Rumo a praça, Seu Frederico foi atrás de seu filho sem saber qual dos dois poderia encontrar. A ansiedade tomava conta do andarilho e quanto mais perto estava, maior era seu nervosismo. Ao avistar uma banca, aproximou-se devagar com o coração acelerado, e observando o atendente, sua feição, o seu sorriso, seu olhar, reconheceu que era sim seu filho. Com os olhos encharcados de lágrimas e as mão trêmulas, quase sem voz, chamou por seu filho:

- Fredi, é você meu filho?

O atendente olhou espantado e ainda com muita mágoa e ressentimento, gritou em forma de desafabo:

- Quem? Meu pai?...aquele que por um ciúme idiota tirou a vida da minha própria mãe? Pensei que você tivesse morrido também, e bem que gostaria que tivesse.

- Eu entendo sua raiva meu filho, mas me perdoe, jamais queria ter feito o que fiz.

- Seu arrependimento não trará minha mãe de volta, você deve pagar pelo que fez!

E assim continuaram, quando já cercados por um bando de curiosos que passavam pela praça, guardas perceberam a discussão e acabaram levando os dois para a delegacia.

Seu Frederico ficou preso pelas acusações, enquanto Fredi foi procurar Roberto para contar o ocorrido.

Na pequena comunidade não se falava em outra coisa, esse era o comentário da vez. Uns diziam que o velho deveria ser morto, outros ficavam com pena, alguns o chamavam de covarde por ter fugido, outros o achavam corajoso por ter voltado. Mas quem mais sofria com essa história toda era Roberto e Fredi, pois embora ainda estivesse aberta a ferida que o pai havia causado e a dor da perda da mãe ser incontestável, sabiam o quanto o pai os amava e havia batalhado para dar-lhes uma vida digna.

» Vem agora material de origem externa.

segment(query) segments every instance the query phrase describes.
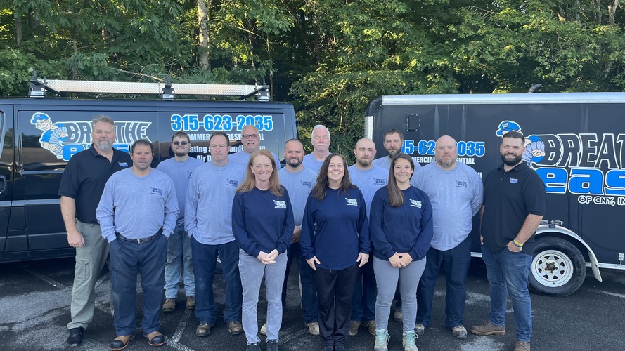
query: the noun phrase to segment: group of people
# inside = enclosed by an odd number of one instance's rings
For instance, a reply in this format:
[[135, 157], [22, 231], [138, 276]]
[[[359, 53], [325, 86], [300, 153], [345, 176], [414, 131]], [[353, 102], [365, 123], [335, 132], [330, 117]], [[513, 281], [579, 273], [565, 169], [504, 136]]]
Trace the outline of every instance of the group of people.
[[[545, 212], [544, 187], [521, 159], [523, 136], [505, 135], [503, 164], [484, 181], [457, 161], [456, 143], [437, 140], [436, 162], [423, 168], [401, 153], [403, 136], [385, 135], [387, 156], [375, 159], [373, 140], [359, 140], [356, 162], [331, 153], [330, 131], [316, 126], [313, 152], [286, 142], [281, 169], [259, 146], [258, 130], [242, 131], [242, 151], [228, 154], [221, 132], [209, 140], [210, 160], [189, 157], [183, 132], [172, 139], [174, 157], [150, 167], [153, 146], [133, 144], [130, 155], [112, 147], [115, 122], [92, 122], [94, 143], [67, 164], [59, 194], [76, 274], [67, 344], [81, 344], [94, 310], [94, 286], [110, 257], [112, 351], [134, 336], [135, 286], [141, 274], [141, 329], [150, 345], [165, 343], [161, 310], [176, 310], [181, 275], [186, 307], [199, 320], [195, 335], [210, 334], [217, 319], [213, 293], [217, 259], [226, 282], [224, 321], [245, 333], [250, 351], [278, 349], [293, 261], [302, 286], [303, 319], [321, 335], [324, 351], [347, 350], [348, 336], [364, 324], [374, 350], [387, 349], [391, 305], [403, 322], [404, 350], [431, 321], [441, 267], [446, 282], [446, 326], [459, 338], [464, 324], [472, 217], [481, 209], [482, 256], [491, 284], [491, 310], [477, 335], [505, 333], [508, 293], [515, 307], [516, 350], [529, 350], [531, 303], [527, 277], [533, 234]], [[264, 278], [266, 323], [259, 330], [257, 304]], [[161, 306], [165, 290], [165, 300]]]

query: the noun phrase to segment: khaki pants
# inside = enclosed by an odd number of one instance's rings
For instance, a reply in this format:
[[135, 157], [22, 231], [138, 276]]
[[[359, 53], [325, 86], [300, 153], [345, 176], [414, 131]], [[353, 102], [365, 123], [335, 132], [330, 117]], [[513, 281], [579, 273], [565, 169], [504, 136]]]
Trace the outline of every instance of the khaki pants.
[[[84, 238], [84, 246], [76, 248], [76, 267], [72, 289], [72, 322], [67, 323], [67, 329], [79, 326], [86, 329], [94, 319], [96, 282], [108, 258], [108, 242], [102, 237], [100, 225], [84, 223], [77, 220], [76, 227]], [[112, 301], [112, 298], [109, 300]]]

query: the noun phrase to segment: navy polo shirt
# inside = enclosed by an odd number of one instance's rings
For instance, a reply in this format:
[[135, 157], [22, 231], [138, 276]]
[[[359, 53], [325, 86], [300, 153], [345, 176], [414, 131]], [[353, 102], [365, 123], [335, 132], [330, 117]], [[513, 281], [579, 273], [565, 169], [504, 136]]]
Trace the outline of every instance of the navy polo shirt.
[[70, 159], [60, 179], [58, 194], [76, 201], [76, 218], [85, 223], [98, 224], [96, 208], [104, 185], [111, 175], [132, 166], [130, 155], [113, 149], [111, 161], [101, 155], [94, 145]]
[[[525, 162], [508, 172], [502, 164], [484, 180], [484, 244], [498, 252], [517, 237], [527, 215], [545, 216], [545, 184]], [[532, 235], [523, 245], [523, 252], [531, 255], [534, 245]]]

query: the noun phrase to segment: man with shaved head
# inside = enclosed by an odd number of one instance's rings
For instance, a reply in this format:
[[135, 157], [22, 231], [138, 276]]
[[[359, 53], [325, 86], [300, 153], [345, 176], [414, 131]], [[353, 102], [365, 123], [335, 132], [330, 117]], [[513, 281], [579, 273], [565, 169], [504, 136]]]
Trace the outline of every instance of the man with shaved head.
[[413, 185], [425, 191], [432, 201], [434, 237], [426, 256], [425, 270], [417, 290], [415, 332], [423, 334], [430, 324], [434, 286], [444, 267], [445, 326], [464, 339], [467, 273], [471, 263], [472, 218], [482, 206], [484, 188], [475, 171], [458, 162], [456, 140], [443, 135], [436, 141], [436, 163], [415, 172]]

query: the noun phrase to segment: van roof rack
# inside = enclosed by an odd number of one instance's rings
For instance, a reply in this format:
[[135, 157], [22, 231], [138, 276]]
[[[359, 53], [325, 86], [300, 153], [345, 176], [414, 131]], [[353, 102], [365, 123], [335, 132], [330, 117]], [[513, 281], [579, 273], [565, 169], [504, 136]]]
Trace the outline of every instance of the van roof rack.
[[169, 77], [165, 83], [39, 79], [37, 77], [30, 79], [29, 98], [44, 98], [49, 91], [61, 96], [68, 93], [157, 95], [163, 100], [174, 100], [176, 95], [187, 95], [234, 96], [244, 100], [255, 95], [259, 101], [269, 100], [269, 86], [265, 84], [174, 84]]

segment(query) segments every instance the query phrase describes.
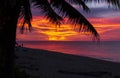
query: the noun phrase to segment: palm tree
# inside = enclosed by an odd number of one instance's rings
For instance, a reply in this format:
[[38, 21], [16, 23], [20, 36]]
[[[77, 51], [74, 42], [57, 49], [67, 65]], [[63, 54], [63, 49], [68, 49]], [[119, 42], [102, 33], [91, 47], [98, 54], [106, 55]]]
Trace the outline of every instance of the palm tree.
[[[74, 25], [78, 24], [80, 31], [90, 32], [91, 35], [99, 40], [99, 34], [93, 25], [71, 4], [77, 4], [86, 12], [89, 8], [85, 2], [93, 2], [94, 0], [0, 0], [0, 51], [3, 59], [3, 78], [14, 78], [14, 47], [16, 40], [16, 28], [18, 19], [21, 18], [22, 30], [24, 25], [28, 24], [31, 29], [31, 4], [44, 13], [45, 17], [56, 25], [60, 25], [64, 18]], [[99, 2], [101, 0], [96, 0]], [[120, 7], [119, 0], [104, 0], [116, 7]], [[56, 12], [57, 9], [57, 12]]]

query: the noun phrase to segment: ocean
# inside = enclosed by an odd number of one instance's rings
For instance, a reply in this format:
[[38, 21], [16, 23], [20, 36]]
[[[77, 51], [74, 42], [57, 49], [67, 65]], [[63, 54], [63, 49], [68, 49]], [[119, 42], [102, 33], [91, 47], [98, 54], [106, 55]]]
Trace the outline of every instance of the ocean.
[[120, 62], [120, 41], [18, 41], [24, 47]]

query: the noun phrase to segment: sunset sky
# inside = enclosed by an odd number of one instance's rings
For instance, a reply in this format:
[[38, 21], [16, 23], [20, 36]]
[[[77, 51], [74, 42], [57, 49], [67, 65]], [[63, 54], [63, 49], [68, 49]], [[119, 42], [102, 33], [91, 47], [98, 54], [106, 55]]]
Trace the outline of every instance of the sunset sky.
[[[77, 5], [73, 5], [95, 27], [100, 34], [101, 41], [120, 41], [120, 10], [111, 8], [106, 3], [88, 3], [91, 11], [86, 13]], [[87, 33], [77, 32], [71, 24], [62, 24], [60, 28], [46, 20], [40, 11], [32, 8], [33, 31], [25, 31], [24, 34], [17, 32], [17, 40], [51, 40], [51, 41], [92, 41]], [[76, 31], [75, 31], [76, 30]]]

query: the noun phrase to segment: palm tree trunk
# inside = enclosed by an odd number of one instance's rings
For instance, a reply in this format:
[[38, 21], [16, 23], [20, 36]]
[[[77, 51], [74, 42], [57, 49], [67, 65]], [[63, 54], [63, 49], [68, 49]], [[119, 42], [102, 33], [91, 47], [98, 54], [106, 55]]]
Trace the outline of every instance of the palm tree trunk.
[[4, 56], [3, 62], [3, 78], [14, 78], [15, 67], [15, 39], [16, 39], [16, 26], [17, 18], [10, 17], [8, 21], [2, 25], [2, 31], [0, 32], [0, 43], [2, 48], [2, 54]]

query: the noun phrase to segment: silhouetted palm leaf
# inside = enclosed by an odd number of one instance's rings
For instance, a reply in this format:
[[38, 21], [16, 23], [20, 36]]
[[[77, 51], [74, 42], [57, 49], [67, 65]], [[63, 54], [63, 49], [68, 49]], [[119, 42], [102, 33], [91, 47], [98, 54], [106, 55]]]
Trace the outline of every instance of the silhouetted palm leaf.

Passaram-se meses, os moradores já não comentavam mais o episódio, e o velho, na cadeia estava esquecido. Funcionários da delegacia, percebendo a tristeza do pobre homem que passava a maior parte do tempo chorando, entraram em contato com os filhos e então, estes resolveram visitá-lo.

Vendo a aparência abatida do pai, Roberto e Fredi amoleceram seus corações e num forte abraço perdoaram o velhinho, que abrindo um sorriso, sentiu-se imensamente aliviado. Daquele dia em diante, Seu Frederico contagiava seus colegas da cadeia com o som da sua gaitinha, e nas visitas quase que diárias dos seus filhos, noras e netos, contava suas histórias do tempo que permaneceu longe.

O andarilho, que de viajante passou a ser prisioneiro, permaneceu o resto da sua vida na cadeia, preso numa cela, porém, libertado do peso da sua consciência e feliz, feliz por ter sido perdoado.

-Papai, aquela sua gaitinha de boca era do seu vovô?